Het hof acht niet bewezen hetgeen verdachte meer of anders is tenlastegelegd dan hierboven is bewezenverklaard, zodat deze daarvan behoort te worden vrijgesproken.
Strafbaarheid van het bewezenverklaarde
Het onder 1 bewezenverklaarde levert op:
opzettelijk handelen in strijd met een in artikel 3 onder B van de Opiumwet gegeven verbod.
Het onder 2 bewezenverklaarde levert op:
opzettelijk handelen in strijd met het in artikel 3 onder B van de Opiumwet gegeven verbod.
Strafbaarheid van de verdachte
Verdachte is strafbaar aangezien geen omstandigheid is gebleken of aannemelijk geworden die verdachte niet strafbaar zou doen zijn.
Oplegging van straf en/of maatregel
De hierna te melden strafoplegging is in overeenstemming met de aard en de ernst van het bewezenverklaarde en de omstandigheden waaronder dit is begaan, mede gelet op de persoon van verdachte, zoals van een en ander bij het onderzoek ter terechtzitting is gebleken.
Verdachte heeft zich schuldig gemaakt aan het samen met anderen telen en bewerken van verboden hennep, alsmede het vervoer daarvan. De kwekerij heeft zich bevonden op een bedrijfsterrein.

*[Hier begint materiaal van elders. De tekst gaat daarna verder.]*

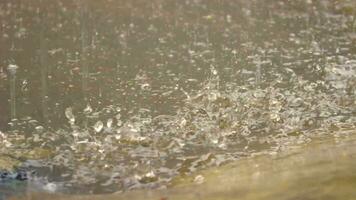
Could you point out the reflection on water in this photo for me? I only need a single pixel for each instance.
(128, 94)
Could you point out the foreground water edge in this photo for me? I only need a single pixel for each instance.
(323, 169)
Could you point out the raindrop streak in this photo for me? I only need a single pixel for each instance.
(12, 72)
(84, 30)
(43, 59)
(69, 114)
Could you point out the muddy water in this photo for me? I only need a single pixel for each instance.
(323, 169)
(107, 96)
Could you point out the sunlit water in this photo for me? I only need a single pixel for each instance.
(119, 95)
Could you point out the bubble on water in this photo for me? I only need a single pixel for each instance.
(199, 179)
(39, 129)
(98, 126)
(109, 123)
(87, 110)
(69, 114)
(118, 109)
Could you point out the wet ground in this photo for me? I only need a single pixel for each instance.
(109, 96)
(323, 169)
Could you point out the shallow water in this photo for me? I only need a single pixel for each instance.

Er werden bij de inval door de politie 200 planten aangetroffen.
Het is een feit van algemene bekendheid dat hennep de gezondheid van de gebruikers schaadt.
Anders dan de raadsman is het hof van oordeel dat verdachte een aanzienlijke rol heeft gespeeld in het feitelijke teeltproces. Verdachte heeft ter zitting verklaard dat hij van te voren afspraken heeft gemaakt met zijn medeverdachte en een derde persoon over de opbouw van de hennepkwekerij en de verzorging van de hennepstekjes en -planten. Verdachte heeft vervolgens conform die afspraken in de opbouw en de verzorging zijn bijdrage geleverd. Verdachte heeft daarbij bovendien als voormalig eigenaar van een growshop belangrijke kennis en kunde omtrent het telen van hennep ingebracht. Verder heeft verdachte tweedehands apparatuur geleverd ten behoeve van de hennepteelt. Tenslotte zijn verdachte en zijn medeverdachte aangehouden in de witte bus van verdachte, terwijl zij in die bus hennepstekken en hennepafval aanwezig hadden.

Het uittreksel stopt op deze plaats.